In the group receiving triple immunosuppressive treatment, 10 of 74 patients (13.5%) on a regimen of MMF/PRED/CYCLO had a rejection episode or lost the graft. On the other hand, 3 (27.3%) of 11 recipients on triple immunosuppression with MMF/PRED/TACRO suffered graft rejection or loss. In the group receiving quadruple immunosuppressive therapy, 1 (5%) of 20 patients on a regimen of MMF/PRED/CYCLO/SIRO had a rejection reaction (Table 2).

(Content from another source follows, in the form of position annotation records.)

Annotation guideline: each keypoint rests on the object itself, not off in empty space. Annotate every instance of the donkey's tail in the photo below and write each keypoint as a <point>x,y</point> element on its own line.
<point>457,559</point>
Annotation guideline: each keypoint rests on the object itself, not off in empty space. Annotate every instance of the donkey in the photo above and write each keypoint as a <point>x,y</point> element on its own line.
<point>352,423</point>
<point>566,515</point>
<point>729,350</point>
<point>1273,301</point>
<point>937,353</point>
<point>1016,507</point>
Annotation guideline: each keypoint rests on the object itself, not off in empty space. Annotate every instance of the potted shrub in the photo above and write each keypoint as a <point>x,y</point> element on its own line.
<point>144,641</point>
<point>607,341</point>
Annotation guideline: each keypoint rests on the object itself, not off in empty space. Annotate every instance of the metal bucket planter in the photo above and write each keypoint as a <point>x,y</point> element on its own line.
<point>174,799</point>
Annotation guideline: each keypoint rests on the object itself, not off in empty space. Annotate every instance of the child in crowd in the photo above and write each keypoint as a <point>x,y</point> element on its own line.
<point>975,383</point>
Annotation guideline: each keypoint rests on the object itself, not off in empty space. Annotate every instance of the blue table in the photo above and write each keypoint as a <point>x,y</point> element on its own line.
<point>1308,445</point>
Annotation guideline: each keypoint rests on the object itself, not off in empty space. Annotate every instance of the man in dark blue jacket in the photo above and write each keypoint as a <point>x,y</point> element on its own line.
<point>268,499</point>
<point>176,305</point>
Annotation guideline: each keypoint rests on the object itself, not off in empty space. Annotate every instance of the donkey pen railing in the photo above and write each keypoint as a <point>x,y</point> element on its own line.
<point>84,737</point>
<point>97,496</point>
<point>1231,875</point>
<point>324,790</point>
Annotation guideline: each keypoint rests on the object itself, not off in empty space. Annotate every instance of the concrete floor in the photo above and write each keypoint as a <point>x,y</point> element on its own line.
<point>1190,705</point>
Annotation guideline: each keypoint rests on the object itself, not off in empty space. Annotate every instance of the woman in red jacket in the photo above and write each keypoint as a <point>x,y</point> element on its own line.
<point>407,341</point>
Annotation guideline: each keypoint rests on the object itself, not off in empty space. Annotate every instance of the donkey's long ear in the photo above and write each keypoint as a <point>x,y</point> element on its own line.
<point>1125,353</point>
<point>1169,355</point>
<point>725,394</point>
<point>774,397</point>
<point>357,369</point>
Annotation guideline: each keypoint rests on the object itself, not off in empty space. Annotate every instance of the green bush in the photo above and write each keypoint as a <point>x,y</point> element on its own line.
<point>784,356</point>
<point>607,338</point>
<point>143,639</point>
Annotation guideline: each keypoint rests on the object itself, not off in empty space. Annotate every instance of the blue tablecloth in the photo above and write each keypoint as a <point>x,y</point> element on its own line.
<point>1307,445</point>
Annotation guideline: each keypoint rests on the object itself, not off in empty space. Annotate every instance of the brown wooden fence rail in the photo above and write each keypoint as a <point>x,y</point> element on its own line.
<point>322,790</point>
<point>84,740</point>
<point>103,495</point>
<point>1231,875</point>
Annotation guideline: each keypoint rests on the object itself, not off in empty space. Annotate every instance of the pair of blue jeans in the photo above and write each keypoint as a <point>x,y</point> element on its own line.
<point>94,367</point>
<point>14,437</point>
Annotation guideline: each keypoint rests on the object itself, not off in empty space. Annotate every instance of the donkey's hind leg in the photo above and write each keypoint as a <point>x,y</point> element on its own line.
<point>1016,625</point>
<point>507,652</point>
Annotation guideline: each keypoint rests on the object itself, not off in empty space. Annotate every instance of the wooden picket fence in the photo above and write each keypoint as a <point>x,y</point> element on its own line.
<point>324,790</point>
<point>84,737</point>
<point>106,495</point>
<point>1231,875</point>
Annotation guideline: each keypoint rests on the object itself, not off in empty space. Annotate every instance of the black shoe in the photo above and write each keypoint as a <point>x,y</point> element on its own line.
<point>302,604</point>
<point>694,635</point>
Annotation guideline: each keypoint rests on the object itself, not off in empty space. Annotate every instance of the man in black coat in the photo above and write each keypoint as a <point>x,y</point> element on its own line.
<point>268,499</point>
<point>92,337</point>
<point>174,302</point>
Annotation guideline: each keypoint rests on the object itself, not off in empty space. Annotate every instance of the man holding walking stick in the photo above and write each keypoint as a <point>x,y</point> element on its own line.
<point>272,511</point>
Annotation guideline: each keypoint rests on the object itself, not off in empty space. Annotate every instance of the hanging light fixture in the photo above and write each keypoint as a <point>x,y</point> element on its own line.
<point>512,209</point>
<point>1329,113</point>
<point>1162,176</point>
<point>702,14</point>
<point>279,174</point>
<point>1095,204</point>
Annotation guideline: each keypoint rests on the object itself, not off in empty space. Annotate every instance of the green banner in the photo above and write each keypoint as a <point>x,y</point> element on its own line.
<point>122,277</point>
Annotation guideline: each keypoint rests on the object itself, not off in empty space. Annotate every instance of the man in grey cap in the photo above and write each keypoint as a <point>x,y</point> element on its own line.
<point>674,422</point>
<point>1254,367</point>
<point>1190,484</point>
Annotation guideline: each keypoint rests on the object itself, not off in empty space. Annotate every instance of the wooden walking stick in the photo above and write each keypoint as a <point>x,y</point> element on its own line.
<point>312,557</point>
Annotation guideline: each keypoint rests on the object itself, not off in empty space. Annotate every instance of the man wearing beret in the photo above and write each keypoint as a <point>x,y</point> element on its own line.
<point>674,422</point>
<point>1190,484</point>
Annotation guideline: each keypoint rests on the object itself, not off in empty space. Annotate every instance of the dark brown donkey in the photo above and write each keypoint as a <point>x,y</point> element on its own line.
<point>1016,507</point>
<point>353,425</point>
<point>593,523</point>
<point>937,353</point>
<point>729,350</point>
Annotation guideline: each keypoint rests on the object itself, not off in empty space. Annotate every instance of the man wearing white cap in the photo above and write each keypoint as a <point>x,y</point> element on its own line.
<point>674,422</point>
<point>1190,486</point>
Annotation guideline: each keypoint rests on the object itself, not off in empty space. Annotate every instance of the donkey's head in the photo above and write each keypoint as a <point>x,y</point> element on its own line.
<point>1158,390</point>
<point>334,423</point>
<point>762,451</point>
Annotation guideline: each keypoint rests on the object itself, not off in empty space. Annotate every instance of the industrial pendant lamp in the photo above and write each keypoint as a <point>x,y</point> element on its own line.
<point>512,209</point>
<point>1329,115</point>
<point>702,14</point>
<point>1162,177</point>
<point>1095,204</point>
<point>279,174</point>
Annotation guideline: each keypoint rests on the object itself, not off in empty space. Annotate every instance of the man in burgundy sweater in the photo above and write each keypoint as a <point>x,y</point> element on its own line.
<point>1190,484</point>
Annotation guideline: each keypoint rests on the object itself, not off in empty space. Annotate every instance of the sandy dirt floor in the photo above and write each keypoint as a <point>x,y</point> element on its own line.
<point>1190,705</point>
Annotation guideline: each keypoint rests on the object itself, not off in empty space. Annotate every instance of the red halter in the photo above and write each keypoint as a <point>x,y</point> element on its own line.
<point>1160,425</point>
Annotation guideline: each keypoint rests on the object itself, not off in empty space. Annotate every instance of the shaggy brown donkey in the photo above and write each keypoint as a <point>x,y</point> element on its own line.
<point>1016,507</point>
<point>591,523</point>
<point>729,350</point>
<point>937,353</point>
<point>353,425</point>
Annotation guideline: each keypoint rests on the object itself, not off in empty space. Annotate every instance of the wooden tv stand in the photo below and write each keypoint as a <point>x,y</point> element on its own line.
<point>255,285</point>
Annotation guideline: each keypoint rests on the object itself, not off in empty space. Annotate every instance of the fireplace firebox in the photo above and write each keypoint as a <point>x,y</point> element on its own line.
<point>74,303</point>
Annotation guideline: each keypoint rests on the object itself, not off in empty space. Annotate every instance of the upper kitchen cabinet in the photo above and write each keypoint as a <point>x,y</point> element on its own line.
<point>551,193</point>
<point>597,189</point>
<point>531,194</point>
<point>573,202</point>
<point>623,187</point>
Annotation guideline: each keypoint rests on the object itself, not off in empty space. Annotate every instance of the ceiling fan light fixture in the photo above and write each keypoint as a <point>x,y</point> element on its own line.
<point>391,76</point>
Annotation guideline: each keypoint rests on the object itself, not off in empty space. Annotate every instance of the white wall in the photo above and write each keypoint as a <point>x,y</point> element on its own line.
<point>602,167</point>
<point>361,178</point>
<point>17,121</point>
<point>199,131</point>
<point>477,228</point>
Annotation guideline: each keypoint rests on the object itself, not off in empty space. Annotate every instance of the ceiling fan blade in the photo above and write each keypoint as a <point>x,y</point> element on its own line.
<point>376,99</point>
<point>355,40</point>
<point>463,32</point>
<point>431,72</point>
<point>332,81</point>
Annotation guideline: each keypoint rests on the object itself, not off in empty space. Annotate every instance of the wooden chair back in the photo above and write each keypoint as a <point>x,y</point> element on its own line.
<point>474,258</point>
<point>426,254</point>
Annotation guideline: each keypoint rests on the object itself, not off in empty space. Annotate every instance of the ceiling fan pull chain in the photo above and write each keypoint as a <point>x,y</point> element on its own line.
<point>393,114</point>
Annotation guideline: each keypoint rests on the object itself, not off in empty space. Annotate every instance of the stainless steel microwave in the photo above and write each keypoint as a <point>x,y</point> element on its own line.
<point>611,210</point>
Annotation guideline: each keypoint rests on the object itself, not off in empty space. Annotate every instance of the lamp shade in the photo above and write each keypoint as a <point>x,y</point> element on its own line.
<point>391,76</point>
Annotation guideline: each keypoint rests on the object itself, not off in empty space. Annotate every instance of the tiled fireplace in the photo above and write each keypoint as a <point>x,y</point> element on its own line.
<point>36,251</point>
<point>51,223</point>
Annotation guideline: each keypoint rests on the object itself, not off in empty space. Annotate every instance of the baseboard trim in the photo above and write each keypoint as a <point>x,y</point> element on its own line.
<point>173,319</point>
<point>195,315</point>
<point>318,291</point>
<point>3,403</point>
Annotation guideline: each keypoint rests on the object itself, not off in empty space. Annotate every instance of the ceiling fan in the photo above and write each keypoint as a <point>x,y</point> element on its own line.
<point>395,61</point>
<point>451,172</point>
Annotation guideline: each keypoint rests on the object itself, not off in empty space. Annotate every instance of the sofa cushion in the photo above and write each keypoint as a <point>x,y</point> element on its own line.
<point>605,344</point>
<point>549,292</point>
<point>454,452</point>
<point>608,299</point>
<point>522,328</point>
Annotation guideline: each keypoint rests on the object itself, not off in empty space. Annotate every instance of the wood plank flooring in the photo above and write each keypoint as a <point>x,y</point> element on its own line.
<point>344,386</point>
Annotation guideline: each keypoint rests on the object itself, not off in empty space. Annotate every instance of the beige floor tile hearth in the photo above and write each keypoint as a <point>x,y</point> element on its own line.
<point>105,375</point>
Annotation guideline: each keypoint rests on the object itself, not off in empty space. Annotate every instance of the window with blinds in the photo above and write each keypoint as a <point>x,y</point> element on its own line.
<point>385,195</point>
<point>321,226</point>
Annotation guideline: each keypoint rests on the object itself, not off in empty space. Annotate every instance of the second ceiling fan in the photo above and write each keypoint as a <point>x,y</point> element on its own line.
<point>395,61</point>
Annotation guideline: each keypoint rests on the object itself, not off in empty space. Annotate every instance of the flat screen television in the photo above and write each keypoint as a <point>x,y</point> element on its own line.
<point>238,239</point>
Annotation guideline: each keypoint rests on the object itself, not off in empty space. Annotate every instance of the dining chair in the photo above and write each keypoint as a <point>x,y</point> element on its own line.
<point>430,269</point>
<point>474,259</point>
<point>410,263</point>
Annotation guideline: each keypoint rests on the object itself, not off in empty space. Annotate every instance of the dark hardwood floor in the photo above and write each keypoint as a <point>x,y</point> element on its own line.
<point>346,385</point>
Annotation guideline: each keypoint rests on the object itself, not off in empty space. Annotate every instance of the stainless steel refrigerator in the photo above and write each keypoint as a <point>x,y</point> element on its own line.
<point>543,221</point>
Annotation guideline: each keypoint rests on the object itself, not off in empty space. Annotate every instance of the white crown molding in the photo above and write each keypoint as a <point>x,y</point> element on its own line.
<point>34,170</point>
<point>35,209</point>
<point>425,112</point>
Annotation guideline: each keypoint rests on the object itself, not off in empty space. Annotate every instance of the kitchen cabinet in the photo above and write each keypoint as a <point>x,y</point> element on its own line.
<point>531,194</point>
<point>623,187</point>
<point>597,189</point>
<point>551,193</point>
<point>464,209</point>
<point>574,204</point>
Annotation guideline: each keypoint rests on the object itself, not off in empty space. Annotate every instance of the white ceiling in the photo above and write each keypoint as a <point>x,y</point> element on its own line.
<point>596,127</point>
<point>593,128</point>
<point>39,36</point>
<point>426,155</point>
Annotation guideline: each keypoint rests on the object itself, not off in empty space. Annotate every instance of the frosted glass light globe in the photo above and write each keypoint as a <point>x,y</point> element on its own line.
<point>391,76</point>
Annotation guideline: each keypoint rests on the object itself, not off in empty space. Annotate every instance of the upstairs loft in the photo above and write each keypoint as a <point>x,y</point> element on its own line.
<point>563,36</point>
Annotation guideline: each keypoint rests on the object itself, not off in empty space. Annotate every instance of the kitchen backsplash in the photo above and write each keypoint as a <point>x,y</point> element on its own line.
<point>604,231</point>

Immunosuppressive regimen*Total casesRejection or graft loss casesPercent rejection or graft loss


* MMF: mycophenolate mofetil, PRED: prednisone, CYCLO: cyclosporin A, TACRO: tacrolimus, SIRO: sirolimus.

4. Discussion

An improvement in transplantation short-term outcomes, including minimization of rejection risk, during recent years is generally attributed to advances in immunosuppressive regimens. However, long-term graft survival is not believed to have greatly improved despite these advances [7]. This may be due to the toxicities of the employed drugs themselves or due to the immunosuppressive predispositions imposed by these drugs. Although steroids and calcineurin inhibitors remain the most widely prescribed agents to transplant recipients, their toxicities have led to a current trend of minimizing their doses concomitant with implementation of more novel and less toxic agents [8, 9]. Despite the myriad of immunosuppressive regimen examined by the literature, a lack of consensus on the most beneficial protocol remains prevalent. Here, we relay our experience with the effects of various immunosuppressive protocols on short-term kidney allograft survival.

There was no significant difference in survival between grafts obtained from living-related and living non-related donors. Having ruled out the confounding effects of graft source, we analyzed our patient dataset for the effect of immunosuppressive treatment regimen on graft rejection or loss.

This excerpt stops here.